Haksız fiil sonucu çalışma gücü kaybının olduğu iddiası ve buna yönelik bir talebin bulunması halinde, zararın kapsamının belirlenmesi açısından maluliyetin varlığı ve oranının doğru biçimde belirlenmesi gereklidir. Söz konusu belirlemenin ise haksız fiilin gerçekleştiği tarihte yürürlükte olan yönetmelik hükümleri dikkate alınarak yapılması gerekmektedir. Söz konusu belirlemenin ise Adli Tıp Kurumu veya Üniversite Hastanelerinin Adli Tıp Anabilim Dalı bölümleri gibi kuruluşların çalışma gücü kaybı olduğu iddia edilen kişide bulunan şikâyetler dikkate alınarak oluşturulacak uzman doktor heyetinden kaza tarihi 11.10.2008 tarihinden önce ise Sosyal Sigorta Sağlık İşlemleri Tüzüğü, 11.10.2008 tarihi ile 01.09.2013 tarihleri arasında Çalışma Gücü ve Meslekte Kazanma Gücü Kaybı Oranı Tespit İşlemleri Yönetmelik’i, 01.09.2013-01.06.2015 tarihleri arası Maluliyet Tespiti İşlemleri Yönetmelik’i, 01.06.2015-20.02.2019 tarihleri arası Özürlülük Ölçütü, Sınıflandırması ve Özürlülere Verilecek Sağlık Kurul Raporları Hakkında Yönetmelik, 20.02.2019 tarihinden sonra Erişkinler İçin Engellilik Değerlendirmesi Hakkında Yönetmelik hükümleri dikkate alınarak yapılması gerekmektedir. Somut olayda; kaza neticesinde davacının maruz kaldığı yaralanmaya ilişkin olarak Eskişehir Osmangazi Üniversitesi Tıp Fakültesi Adli Tıp Anabilim Dalı Başkanlığı tarafından düzenlenen 31.01.2020 tarihli raporda; davacının tıbbi evraklarının tetkiki ve yapılan muayenesine göre; Özürlülük Ölçütü, Sınıflandırması ve Özürlülere Verilecek Sağlık Kurulu Raporları Hakkında Yönetmelik hükümlerine göre toplam özürlülük oranının % 4 olarak belirlendiği, anılan bu raporda kaza tarihi itibariyle yürürlükte bulunan mevzuata uygun olarak maluliyet değerlendirmesinin yapıldığı, maluliyet oranı tespitine ilişkin bu raporun, karara esas almaya elverişli olduğu anlaşılmaktadır.

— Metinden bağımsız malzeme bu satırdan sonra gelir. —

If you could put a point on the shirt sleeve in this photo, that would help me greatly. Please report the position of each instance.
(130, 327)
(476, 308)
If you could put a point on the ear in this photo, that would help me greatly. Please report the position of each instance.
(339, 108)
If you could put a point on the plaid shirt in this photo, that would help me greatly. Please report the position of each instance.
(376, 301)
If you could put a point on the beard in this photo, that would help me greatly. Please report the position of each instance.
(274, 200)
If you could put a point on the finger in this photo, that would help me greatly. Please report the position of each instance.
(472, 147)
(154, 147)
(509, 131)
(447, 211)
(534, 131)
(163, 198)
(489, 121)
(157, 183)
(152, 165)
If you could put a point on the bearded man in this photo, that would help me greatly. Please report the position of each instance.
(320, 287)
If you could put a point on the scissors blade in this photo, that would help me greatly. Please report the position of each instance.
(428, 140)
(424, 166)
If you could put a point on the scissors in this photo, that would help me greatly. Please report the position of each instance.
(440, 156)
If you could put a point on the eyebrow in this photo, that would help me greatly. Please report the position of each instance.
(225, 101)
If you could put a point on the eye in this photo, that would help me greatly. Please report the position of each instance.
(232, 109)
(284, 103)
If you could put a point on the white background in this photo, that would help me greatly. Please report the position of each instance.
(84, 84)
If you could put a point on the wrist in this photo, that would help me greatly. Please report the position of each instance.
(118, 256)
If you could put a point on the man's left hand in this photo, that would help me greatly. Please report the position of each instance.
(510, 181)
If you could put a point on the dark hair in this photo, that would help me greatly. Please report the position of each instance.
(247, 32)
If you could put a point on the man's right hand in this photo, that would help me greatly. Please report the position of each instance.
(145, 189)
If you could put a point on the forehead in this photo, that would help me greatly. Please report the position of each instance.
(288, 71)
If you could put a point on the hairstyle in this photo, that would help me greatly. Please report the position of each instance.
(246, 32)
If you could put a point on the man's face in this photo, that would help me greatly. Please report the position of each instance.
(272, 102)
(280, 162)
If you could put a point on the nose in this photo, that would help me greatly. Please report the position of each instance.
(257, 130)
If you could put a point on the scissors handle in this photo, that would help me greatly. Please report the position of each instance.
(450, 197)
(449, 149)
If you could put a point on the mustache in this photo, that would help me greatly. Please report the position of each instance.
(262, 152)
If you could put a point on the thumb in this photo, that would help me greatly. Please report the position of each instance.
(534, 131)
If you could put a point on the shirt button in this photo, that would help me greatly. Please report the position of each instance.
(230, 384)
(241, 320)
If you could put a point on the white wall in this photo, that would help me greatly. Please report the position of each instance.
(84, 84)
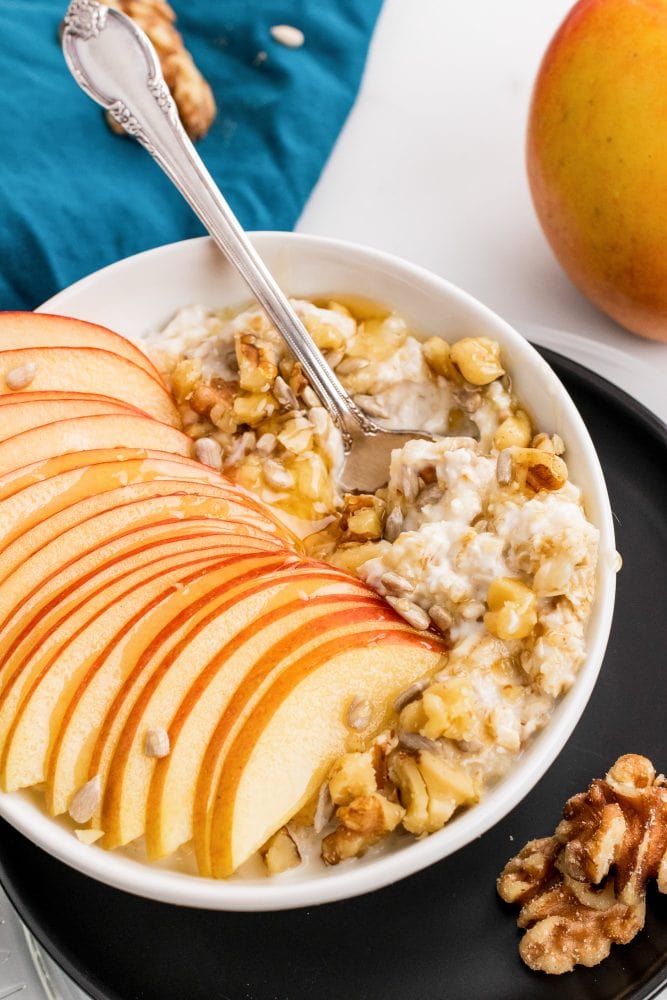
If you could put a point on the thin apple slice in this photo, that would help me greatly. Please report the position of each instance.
(80, 433)
(25, 329)
(45, 588)
(108, 692)
(34, 628)
(36, 694)
(67, 536)
(158, 465)
(50, 395)
(275, 762)
(20, 416)
(90, 369)
(47, 494)
(189, 498)
(17, 479)
(171, 795)
(223, 642)
(242, 594)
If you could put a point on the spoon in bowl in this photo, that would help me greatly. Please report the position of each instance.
(113, 61)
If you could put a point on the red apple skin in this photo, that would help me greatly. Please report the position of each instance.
(597, 156)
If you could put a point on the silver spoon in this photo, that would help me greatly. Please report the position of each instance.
(113, 61)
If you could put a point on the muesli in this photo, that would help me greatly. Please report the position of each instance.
(479, 536)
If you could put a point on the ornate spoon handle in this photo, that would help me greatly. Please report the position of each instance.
(115, 64)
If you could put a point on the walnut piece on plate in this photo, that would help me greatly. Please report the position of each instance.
(193, 96)
(584, 888)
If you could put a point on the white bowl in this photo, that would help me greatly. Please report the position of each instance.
(140, 294)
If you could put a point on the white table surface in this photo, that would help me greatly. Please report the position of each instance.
(430, 166)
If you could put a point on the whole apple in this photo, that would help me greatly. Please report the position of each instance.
(597, 156)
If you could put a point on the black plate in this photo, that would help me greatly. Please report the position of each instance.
(442, 933)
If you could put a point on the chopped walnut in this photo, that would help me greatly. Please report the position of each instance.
(192, 94)
(280, 852)
(431, 789)
(353, 775)
(583, 889)
(364, 822)
(362, 517)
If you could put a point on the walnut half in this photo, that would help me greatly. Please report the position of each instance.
(191, 92)
(584, 889)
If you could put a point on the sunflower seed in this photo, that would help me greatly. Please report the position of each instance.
(277, 475)
(88, 836)
(440, 618)
(411, 612)
(310, 397)
(349, 366)
(359, 713)
(21, 377)
(428, 495)
(288, 35)
(266, 443)
(393, 524)
(324, 808)
(209, 452)
(396, 584)
(504, 467)
(157, 743)
(411, 693)
(284, 394)
(370, 405)
(86, 800)
(415, 741)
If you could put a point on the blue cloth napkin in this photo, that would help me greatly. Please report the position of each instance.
(74, 197)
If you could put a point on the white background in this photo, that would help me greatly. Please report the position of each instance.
(430, 166)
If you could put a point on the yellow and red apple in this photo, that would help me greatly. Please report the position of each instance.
(597, 156)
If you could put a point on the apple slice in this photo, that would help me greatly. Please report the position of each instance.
(224, 641)
(108, 692)
(105, 431)
(26, 329)
(61, 586)
(158, 464)
(20, 416)
(243, 593)
(47, 396)
(275, 761)
(34, 623)
(47, 495)
(170, 804)
(90, 369)
(82, 529)
(173, 499)
(34, 697)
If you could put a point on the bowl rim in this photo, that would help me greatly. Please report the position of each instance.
(152, 881)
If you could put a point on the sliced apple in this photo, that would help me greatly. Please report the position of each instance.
(53, 545)
(16, 479)
(60, 604)
(224, 641)
(39, 589)
(108, 692)
(25, 329)
(34, 697)
(274, 762)
(47, 396)
(80, 433)
(90, 369)
(184, 498)
(169, 807)
(48, 494)
(17, 417)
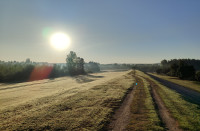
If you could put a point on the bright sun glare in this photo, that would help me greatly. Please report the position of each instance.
(60, 41)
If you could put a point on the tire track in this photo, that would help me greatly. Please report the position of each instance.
(170, 123)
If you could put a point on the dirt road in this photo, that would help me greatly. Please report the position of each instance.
(188, 94)
(170, 123)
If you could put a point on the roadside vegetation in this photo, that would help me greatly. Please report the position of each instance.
(187, 114)
(144, 113)
(186, 69)
(194, 85)
(28, 71)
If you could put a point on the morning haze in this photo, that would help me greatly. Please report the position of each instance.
(104, 31)
(100, 65)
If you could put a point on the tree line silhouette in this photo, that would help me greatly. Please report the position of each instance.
(183, 68)
(27, 71)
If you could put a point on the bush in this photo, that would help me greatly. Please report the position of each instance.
(197, 76)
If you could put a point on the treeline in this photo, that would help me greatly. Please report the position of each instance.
(28, 71)
(115, 66)
(92, 67)
(182, 68)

Şu durumda; yukarıda yapılan açıklamalar dikkate alındığında, Uyuşmazlık Hakem Heyeti tarafından dosyaya sunulan davacıya ait 31.01.2020 tarihli Eskişehir Osmangazi Üniversitesi Tıp Fakültesi Adli Tıp Anabilim Dalı Başkanlığı tarafından düzenlenen maluliyet raporunun kaza tarihi itibariyle yürürlükte bulunan yönetmelik hükümlerine uygun olarak düzenlenmediği gerekçesiyle tek adli tıp uzmanı tarafından düzenlenen rapor esas alınarak davanın reddine karar verilmiş olması ve davacı vekilinin itirazlarının İtiraz Hakem Heyetince reddine karar verilmiş olması doğru olmamış, bu nedenle kararın bozulması gerekmiştir.

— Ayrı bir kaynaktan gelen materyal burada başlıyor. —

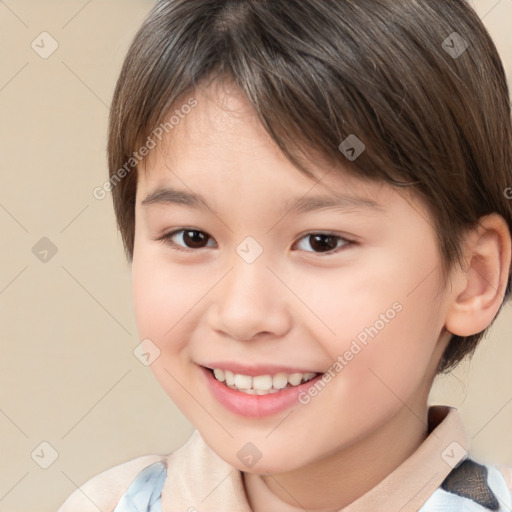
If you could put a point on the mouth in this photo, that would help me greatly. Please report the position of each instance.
(260, 394)
(261, 384)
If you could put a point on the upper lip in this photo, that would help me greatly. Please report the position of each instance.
(254, 370)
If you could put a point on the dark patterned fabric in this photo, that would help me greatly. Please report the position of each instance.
(469, 480)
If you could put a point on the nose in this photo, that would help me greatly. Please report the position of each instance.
(250, 302)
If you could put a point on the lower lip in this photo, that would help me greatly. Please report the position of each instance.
(255, 406)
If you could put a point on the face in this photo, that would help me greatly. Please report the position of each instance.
(328, 290)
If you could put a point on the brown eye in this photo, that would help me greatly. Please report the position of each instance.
(323, 243)
(191, 239)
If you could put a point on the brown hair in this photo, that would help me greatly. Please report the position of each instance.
(434, 115)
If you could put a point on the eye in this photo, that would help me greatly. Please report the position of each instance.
(191, 239)
(324, 243)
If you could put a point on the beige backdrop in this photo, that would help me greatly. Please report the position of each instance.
(69, 378)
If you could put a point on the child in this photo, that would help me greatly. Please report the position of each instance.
(242, 134)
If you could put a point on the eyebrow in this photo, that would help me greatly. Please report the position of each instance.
(306, 203)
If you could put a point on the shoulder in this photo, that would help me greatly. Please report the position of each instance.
(103, 491)
(507, 475)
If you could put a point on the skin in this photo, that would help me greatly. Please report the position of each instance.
(294, 306)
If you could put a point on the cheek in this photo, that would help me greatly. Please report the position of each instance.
(386, 322)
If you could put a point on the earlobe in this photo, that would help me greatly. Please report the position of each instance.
(479, 288)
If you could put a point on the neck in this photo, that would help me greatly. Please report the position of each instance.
(334, 482)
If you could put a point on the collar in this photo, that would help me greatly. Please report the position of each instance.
(200, 478)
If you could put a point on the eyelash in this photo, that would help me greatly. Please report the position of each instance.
(167, 239)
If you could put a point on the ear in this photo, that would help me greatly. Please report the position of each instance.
(478, 289)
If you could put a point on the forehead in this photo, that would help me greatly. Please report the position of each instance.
(220, 145)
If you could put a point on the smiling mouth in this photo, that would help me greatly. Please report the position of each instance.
(261, 384)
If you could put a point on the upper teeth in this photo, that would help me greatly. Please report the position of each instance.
(261, 384)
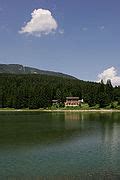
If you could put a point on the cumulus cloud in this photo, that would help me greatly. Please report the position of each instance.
(84, 28)
(61, 31)
(102, 28)
(110, 73)
(41, 23)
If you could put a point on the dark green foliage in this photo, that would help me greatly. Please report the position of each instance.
(37, 91)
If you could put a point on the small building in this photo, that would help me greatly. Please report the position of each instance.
(55, 102)
(72, 101)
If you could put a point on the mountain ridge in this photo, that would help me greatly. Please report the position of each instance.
(20, 69)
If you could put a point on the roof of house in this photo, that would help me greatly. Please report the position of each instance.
(72, 98)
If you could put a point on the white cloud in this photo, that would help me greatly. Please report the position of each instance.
(110, 73)
(42, 22)
(84, 28)
(102, 28)
(61, 31)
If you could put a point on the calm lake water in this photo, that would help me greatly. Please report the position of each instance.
(60, 144)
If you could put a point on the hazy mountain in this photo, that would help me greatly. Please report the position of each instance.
(20, 69)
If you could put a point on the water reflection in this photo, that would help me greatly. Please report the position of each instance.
(36, 127)
(69, 143)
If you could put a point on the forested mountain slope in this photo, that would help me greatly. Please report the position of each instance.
(20, 69)
(37, 91)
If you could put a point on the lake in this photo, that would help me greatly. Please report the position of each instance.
(60, 144)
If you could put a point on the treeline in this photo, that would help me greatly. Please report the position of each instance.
(37, 91)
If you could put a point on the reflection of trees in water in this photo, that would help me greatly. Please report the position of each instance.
(46, 128)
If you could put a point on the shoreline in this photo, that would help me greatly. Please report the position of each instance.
(59, 110)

2-)Trafik kazasında cismani zarara uğrayan ve buna dayalı olarak işgücü kaybı tazminatı isteminde bulunan hak sahiplerinin bakiye ömürleri daha önceki yıllarda Fransa’dan alınan 1931 tarihli "PMF" cetvellerine göre saptanmakta ise de; Başbakanlık Hazine Müsteşarlığı, Hacettepe Üniversitesi Fen Fakültesi Aktüerya Bilimleri Bölümü, BNB Danışmanlık, Marmara Üniversitesi ve Başkent Üniversitesi’nin çalışmalarıyla "TRH 2010" adı verilen "Ulusal Mortalite Tablosu" hazırlanmıştır. Gerçek zarar hesabı, özü itibariyle varsayımlara dayalı bir hesap olup, gerçeğe en yakın verilerin kullanılması esastır. Bu durumda; Yargıtay Daireleri arasında tazminat hesabında birliğin sağlanması açısından ve yine bu tablonun ülkemize özgü ve güncel verileri içerdiği göz önüne alındığında, Dairemizce de tazminat hesaplamalarında TRH 2010 Tablosu’na göre bakiye ömür sürelerinin belirlenmesinin, güncel verilere ve ülkemiz gerçeklerine daha uygun olacağına karar verilmiştir.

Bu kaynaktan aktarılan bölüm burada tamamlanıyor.